ML Soc-Tech Flashcards
(83 cards)
What is the primary focus of statistical models?
Inference, such as determining whether a relationship exists or not
This involves hypothesis testing.
What do theories describe in the context of statistical models?
First principles of how and why X causally relates to Y
What are models in the context of theories?
Instantiations of theories that provide a local mathematical description or understanding of a phenomenon
What is the significance of parameters in models?
Parameters are interpretable and models are tractable
Why is the number of parameters limited in statistical models?
To avoid overfitting and enhance model interpretability
What do the Law of Large Numbers and Central Limit Theorem indicate?
As sample size increases, the sample mean converges to the population mean and approaches a normal distribution
What is the main focus of machine learning (ML)?
Prediction, specifically input-output relationships
What is prioritized in ML over interpretability or inference?
Prediction accuracy on unseen data
What is a tractable system, model, or problem?
One that can be solved or analyzed using existing mathematical or computational methods within a reasonable time and resource limit
What does learning in machine learning involve?
Approximating a function g that maps input x to output y by analyzing patterns within data
What is the goal of learning in ML?
To fit the training data and generalize to unseen examples
What is the difference between learning and estimation?
Learning prioritizes developing a predictive model, while estimation focuses on determining specific parameters within a model
What type of data does supervised learning work with?
Labeled data (x, y)
What is the purpose of classification models in supervised learning?
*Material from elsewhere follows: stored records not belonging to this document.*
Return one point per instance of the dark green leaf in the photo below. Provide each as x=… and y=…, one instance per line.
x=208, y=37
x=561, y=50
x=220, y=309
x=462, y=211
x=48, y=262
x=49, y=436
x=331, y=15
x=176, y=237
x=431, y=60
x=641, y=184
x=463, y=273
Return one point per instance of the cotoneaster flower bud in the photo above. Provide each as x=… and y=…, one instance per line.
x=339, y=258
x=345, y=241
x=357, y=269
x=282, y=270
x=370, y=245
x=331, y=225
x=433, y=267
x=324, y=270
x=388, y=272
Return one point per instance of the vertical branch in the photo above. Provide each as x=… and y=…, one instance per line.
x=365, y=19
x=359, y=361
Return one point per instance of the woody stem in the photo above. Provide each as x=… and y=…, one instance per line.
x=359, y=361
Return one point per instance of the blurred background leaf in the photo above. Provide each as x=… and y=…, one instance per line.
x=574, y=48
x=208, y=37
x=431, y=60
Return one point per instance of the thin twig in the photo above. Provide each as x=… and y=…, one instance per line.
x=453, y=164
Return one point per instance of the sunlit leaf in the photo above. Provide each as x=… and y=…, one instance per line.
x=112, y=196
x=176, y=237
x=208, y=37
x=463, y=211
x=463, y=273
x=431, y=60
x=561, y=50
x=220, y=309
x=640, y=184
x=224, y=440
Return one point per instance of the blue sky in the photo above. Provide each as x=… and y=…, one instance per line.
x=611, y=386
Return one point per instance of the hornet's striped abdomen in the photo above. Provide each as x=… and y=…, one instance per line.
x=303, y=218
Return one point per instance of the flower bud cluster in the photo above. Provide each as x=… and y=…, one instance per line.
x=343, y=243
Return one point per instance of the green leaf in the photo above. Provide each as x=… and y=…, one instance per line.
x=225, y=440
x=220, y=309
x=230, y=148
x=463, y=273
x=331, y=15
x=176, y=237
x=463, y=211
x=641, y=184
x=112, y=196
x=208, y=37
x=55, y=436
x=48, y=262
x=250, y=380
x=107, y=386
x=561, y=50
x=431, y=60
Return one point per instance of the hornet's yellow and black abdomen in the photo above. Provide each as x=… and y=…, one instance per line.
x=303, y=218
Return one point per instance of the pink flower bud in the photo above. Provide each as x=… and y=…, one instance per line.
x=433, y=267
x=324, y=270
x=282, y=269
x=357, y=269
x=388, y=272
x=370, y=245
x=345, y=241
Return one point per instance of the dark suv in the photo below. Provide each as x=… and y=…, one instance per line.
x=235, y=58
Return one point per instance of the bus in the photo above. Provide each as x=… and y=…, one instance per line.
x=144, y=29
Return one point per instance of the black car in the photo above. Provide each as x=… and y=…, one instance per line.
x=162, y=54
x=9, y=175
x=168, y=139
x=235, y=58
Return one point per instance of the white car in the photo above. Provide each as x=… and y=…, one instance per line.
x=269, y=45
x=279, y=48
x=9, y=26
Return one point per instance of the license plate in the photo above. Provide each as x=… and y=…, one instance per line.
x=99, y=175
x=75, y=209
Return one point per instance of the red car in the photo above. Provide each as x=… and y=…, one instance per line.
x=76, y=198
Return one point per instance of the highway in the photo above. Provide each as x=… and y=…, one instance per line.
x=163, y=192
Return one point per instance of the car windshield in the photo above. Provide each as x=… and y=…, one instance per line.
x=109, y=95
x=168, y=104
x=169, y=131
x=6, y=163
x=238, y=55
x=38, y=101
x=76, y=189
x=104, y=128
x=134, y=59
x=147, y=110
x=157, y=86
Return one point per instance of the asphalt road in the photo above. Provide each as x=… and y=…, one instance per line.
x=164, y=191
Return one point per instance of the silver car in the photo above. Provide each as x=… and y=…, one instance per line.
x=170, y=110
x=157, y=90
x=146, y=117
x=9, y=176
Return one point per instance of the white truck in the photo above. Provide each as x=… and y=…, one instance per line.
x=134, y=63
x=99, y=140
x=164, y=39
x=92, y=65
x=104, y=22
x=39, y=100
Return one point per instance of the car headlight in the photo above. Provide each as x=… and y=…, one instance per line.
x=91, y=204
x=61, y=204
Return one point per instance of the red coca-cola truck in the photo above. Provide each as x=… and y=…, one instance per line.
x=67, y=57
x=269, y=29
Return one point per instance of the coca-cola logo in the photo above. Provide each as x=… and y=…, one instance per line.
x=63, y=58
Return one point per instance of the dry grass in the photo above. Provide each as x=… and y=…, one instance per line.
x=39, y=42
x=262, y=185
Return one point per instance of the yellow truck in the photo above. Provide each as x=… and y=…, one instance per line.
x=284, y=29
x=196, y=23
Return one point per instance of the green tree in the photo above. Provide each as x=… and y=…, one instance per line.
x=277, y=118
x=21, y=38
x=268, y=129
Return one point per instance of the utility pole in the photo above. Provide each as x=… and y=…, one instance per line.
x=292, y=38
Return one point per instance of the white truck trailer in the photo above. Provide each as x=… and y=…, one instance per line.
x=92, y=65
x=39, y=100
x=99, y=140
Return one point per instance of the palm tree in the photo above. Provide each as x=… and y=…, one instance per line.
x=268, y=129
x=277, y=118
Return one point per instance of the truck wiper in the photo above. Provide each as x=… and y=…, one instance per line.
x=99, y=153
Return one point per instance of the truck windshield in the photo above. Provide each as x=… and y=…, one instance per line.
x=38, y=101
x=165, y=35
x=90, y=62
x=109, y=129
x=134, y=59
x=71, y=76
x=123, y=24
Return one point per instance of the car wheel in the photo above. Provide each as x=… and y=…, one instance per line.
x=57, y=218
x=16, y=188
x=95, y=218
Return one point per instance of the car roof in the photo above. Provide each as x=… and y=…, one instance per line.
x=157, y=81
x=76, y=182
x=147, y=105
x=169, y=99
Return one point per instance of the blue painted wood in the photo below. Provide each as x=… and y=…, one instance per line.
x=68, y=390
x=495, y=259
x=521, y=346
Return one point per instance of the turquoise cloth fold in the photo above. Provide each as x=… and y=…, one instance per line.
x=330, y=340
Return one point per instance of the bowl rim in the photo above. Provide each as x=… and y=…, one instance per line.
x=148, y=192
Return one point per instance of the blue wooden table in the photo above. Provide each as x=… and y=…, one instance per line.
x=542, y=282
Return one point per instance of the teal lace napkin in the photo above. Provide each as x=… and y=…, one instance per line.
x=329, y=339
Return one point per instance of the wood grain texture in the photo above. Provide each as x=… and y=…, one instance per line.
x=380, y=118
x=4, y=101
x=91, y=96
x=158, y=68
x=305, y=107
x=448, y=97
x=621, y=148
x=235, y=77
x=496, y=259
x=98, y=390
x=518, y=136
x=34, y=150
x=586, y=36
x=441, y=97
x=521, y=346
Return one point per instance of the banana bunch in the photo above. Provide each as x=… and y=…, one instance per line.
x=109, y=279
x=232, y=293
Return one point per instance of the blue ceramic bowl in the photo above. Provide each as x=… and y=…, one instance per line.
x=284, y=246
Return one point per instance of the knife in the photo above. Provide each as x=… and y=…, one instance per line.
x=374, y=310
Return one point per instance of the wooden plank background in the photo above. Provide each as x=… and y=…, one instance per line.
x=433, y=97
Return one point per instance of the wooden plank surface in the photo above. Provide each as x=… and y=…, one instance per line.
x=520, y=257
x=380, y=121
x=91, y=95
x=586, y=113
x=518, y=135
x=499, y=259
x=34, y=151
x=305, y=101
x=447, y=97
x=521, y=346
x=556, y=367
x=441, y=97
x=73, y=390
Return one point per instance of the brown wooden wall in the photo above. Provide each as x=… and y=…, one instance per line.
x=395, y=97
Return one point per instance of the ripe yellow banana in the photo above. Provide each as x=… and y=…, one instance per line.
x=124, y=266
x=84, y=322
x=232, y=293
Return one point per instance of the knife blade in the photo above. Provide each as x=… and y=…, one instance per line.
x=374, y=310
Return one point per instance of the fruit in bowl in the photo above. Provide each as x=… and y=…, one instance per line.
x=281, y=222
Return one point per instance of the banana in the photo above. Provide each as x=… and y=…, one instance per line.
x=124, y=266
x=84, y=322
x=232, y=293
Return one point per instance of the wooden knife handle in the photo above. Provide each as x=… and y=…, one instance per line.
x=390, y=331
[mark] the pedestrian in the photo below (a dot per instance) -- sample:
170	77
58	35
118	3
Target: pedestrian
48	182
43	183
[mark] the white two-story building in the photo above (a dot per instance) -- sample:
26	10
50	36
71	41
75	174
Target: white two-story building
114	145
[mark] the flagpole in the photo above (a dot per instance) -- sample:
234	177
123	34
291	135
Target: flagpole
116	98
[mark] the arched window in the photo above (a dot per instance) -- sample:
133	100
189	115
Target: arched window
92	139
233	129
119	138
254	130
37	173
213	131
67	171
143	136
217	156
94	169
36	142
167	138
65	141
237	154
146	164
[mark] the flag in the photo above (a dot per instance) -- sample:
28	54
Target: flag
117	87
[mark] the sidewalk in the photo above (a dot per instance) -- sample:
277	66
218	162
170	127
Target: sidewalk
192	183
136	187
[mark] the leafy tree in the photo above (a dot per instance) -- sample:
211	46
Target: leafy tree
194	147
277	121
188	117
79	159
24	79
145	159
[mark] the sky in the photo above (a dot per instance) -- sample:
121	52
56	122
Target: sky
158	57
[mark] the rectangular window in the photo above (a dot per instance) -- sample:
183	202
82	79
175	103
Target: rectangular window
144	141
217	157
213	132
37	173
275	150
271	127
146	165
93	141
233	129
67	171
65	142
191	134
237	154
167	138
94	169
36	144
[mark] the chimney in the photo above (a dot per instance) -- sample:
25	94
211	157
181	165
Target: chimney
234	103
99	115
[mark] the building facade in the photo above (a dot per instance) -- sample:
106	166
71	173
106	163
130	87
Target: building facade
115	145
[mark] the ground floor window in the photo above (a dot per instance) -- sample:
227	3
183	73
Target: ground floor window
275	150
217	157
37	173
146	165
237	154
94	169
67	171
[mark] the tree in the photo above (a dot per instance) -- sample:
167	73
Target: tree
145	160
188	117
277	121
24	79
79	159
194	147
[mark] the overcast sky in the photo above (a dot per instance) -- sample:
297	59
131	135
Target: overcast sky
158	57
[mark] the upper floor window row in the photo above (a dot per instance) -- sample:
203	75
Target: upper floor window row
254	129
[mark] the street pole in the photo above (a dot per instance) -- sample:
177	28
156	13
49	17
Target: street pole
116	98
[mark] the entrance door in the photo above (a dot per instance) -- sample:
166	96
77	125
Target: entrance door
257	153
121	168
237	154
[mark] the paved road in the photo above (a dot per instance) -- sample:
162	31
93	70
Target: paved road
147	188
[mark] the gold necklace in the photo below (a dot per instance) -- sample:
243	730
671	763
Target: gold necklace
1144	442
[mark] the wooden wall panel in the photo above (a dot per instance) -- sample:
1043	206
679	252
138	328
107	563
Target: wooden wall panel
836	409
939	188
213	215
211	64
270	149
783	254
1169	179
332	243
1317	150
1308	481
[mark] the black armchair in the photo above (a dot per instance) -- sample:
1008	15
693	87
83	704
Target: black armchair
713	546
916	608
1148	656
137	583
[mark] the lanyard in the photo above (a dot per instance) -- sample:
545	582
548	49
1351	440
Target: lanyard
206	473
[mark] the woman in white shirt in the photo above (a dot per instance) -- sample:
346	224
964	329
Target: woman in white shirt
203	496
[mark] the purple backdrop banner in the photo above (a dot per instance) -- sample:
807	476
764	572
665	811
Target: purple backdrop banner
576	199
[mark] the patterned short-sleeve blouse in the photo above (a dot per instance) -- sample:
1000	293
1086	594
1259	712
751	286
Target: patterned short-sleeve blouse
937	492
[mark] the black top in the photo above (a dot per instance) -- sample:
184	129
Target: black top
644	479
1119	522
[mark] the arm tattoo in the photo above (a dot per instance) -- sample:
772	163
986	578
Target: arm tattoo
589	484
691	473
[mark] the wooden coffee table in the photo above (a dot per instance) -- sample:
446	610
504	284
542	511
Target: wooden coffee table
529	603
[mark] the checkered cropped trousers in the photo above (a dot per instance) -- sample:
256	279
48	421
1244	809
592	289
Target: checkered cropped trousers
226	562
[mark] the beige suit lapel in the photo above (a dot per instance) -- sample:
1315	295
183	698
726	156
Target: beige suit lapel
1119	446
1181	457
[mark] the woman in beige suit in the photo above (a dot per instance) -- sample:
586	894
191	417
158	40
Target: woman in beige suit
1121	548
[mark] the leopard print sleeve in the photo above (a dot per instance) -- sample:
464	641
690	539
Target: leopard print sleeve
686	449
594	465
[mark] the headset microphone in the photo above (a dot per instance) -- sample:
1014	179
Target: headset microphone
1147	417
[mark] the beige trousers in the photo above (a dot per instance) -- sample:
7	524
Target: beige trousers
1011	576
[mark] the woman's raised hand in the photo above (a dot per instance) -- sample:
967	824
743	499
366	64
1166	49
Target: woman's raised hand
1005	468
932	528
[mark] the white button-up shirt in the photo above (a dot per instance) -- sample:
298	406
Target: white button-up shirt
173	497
To categorize data into predefined classes
What is the output of regression models in supervised learning?
A continuous value or quantity
What is generalization in machine learning?
A measure of how effectively a model captures underlying patterns in data rather than memorizing specific details
What causes poor generalization in models?
Overfitting or underfitting
What is overfitting?
Occurs when a model is too complex, capturing noise in the training data instead of general patterns
What is underfitting?
When a model is too simplistic and fails to capture significant trends in the data
What does the bias-variance trade-off describe?
The balance between a model’s capacity to generalize and its ability to fit the training data
What does high bias indicate in a model?
The model is too simple and fails to learn relationships in the training data effectively
What does high variance indicate in a model?
The model is overly complex and captures noise in the training data
What are the steps in ML model development?
- Study phenomenon & clean data
- Discover data
- Explore associations
- Train ML model
- Evaluate model
- Analyze errors
What are the assumptions on data in regression?
- Linearity
- Constant variance (homoskedasticity)
- Errors are independent and identically distributed
- No correlation between errors
- No perfect collinearity in features